New paper: Types Are Calling Conventions
I’ve just submitted a paper, coauthored with Simon Peyton Jones, to the Haskell Symposium. In this paper, we outline what we think is an interesting point in the design space of intermediate languages for a lazy functional programming language like Haskell, and show some cool optimisations that we can do with it that are hard or impossible to express in the intermediate language used by GHC today.
Although this mainly represents a potential improvement in GHC’s internals, where I’d really like to go with this is to push the ability to make a distinction between strict and lazy data into the type system of Haskell itself. This would mean that you could, for example, write functions that produce element-strict lists, and document some of the strictness properties of your functions in their types.
If any of this sounds interesting to you, you can obtain the paper from my freshly-minted Computer Lab website. You can leave any comments you may have on the corresponding Wiki page.
Edward,
Not quite: I think we can get autolifting almost for free.
Essentially, to retain polymorphism the idea is this: thunk on BOTH sides of the function arrow. Now the translation of the identity function on |Int|s has type |{Int} -> {Int}|.
Polymorphic functions like |map| now ALWAYS strictly evaluate expressions of polymorphic type - but it's up to the caller as to whether that should lead to thunk creation or real evaluation. Essentially we move thunking from use-sites into definition-sites.
Now, the question is how much of the extra thunks this creates we can optimize away. For example, the binary function of type |Int -> Int -> Int| is translated to one of type |{Int} -> {{Int} -> {Int}}|, so you're going to end up doing a lot of bogus thunk operations which are immediately blasted by a force. This sucks and needs to change.
I think this scheme will work, but I need to flesh out the details and finish writing the paper :-)

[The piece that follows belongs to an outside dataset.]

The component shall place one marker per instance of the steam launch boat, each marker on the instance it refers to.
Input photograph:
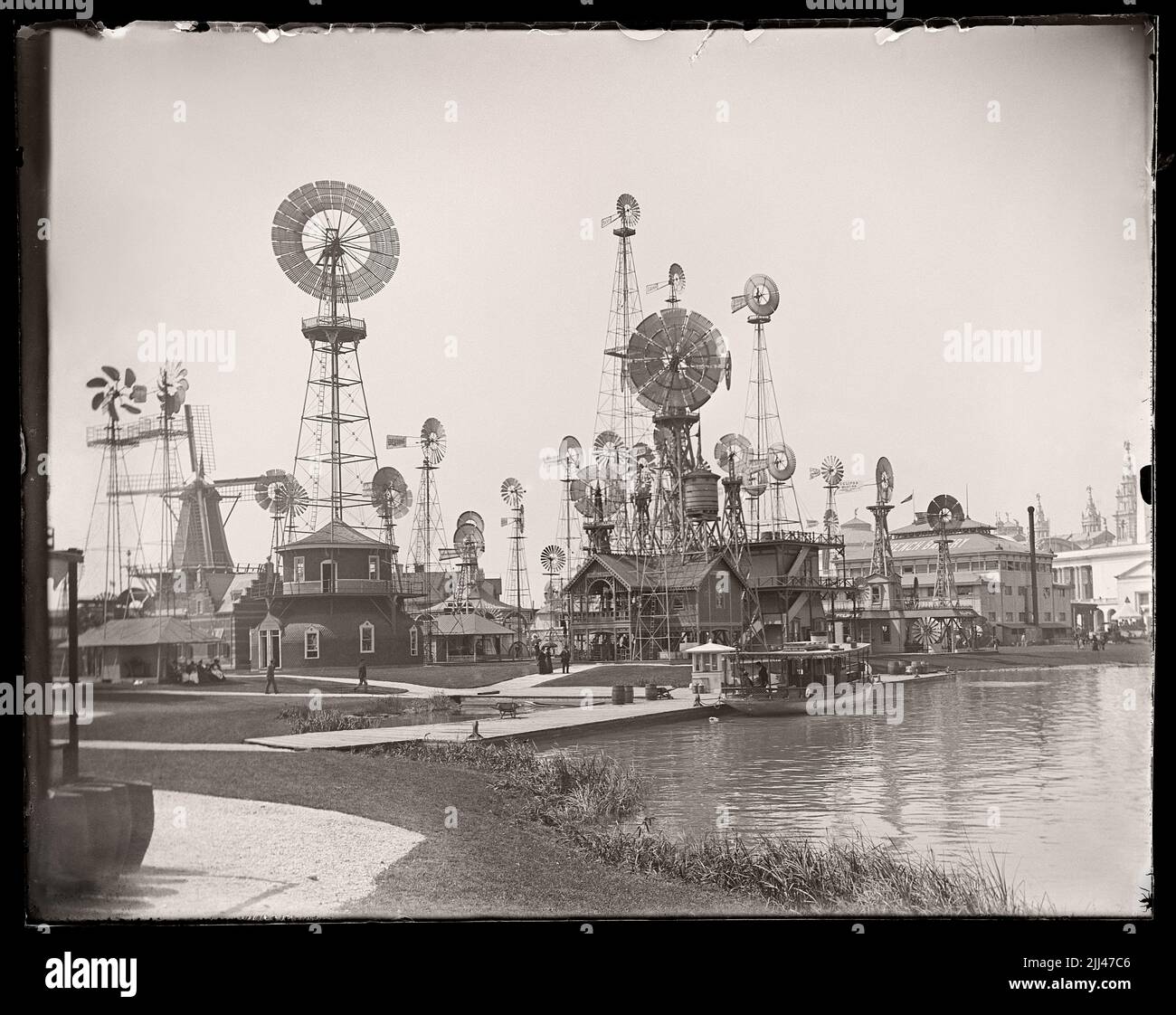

By "more inefficient thunking mechanism" do you mean the autolifting types from the Not Not ML paper?
R.W.Harper (one of the ML designers) discusses using type systems to distinguish strict from lazy in his PL textbook (online draft on his web site: http://www.cs.cmu.edu/~rwh/plbook/book.pdf)
Distingushing between laziness and strictness in the type system is certainly not a new idea. Personally, I prefer the type system of Not Not ML (http://research.microsoft.com/en-us/um/people/simonpj/papers/not-not-ml/) has the nicest take on it, as the type system there encodes some nice operational notions about the difference between "strict" and "lazy".
That said, I hadn't seen the particular type system Harper suggests before. However, he doesn't seem to deal with the principal interesting features of adding hybrid lazy/strict evaluation to the language, namely:
1) Interaction with polymorphism. Can you instantiate a type variable with both lifted and unlifted types? I have a preliminary paper that answer this question, and the answer is "yes, as long as you are willing to accept a more inefficient thunking translation into the intermediate language"
2) Automatic insertion of thunk/force operations in a type-directed manner. This reduces the notational burden of working with mixed evaluation order. I'm also making some progress on this front.
If you know of any related work on these two axes please do let me know!